What goods shall firm produce? How should firm raise the necessary capital and what shall be its legal form. What technique shall be adopted, and what shall be the scale of operations? Where production is located? How shall its product be distributed? How shall resources be combined? What shall be the size of output?

Q.2 Explain the Law of Demand. Briefly discuss the exception to the Law of demand.

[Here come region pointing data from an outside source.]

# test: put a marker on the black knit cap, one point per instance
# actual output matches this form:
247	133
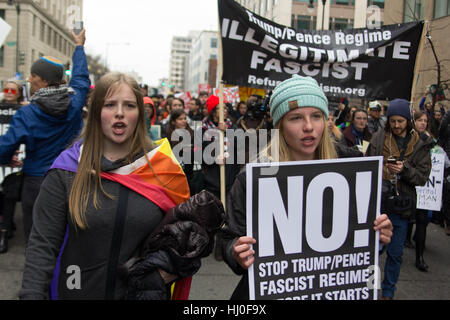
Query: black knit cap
49	69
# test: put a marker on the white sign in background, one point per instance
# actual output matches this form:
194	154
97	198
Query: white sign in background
429	197
301	260
5	29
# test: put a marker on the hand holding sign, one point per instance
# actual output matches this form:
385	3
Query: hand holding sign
384	225
15	162
243	252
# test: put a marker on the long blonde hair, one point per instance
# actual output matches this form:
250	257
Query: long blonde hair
325	149
89	166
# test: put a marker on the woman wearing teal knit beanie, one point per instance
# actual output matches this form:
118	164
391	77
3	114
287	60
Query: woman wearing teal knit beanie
299	110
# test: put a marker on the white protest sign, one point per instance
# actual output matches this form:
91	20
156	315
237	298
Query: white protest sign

Ans: Demand can be said to be the requirement of a product by consumer (s). It is a multivariate relationship, that is , it is determined by many factors simultaneously, Some of the most important determinants of the market demand for a particular product are its own price, consumer's income, price of other commodities, consumer's tastes, income distribution, total population, consumer's wealth, credit availability, government policies, past level of demand and past level of income. The

traditional theory of demand depends on four of the above determinants that are the price of the commodity, other prices, income and tastes, Demand for a commodity implies:

1. Desire to acquire it, 2. Willingness to pay for it 3. Ability to pay for it

Thus the demand for any commodity is the desire for that commodity backed by the willingness as well as the ability to pay for it and is always defined with reference to a particular time and given values of variables on which it depends.

Demands for a commodity can be grouped into various categories for better understanding of its characteristics. The main categories may be:

A. Demand for consumer goods and producers goods B. Demand for perishable and durable goods C. Derived and autonomous demand D. Firm and Industry demand E. Demand by total market and industry segments

LAW OF DEMAND

A microeconomic law that states that, all other factors being equal, as the price of a good or service increases, consumer demand for the good or service will decrease and vice versa.

This law summarizes the effect price changes have on consumer behavior. For example, a consumer will purchase more pizzas if the price of pizza falls. The opposite is true if the price of pizza increases.

Q.3 Explain the various components of demand function.

Ans: In economics, aggregate demand is the total demand for goods and services in the economy (Y) during a specific time period. An aggregate demand curve is the sum of individual demand curves. The aggregate demand function is represented as : Yd= C+I+G+Nb.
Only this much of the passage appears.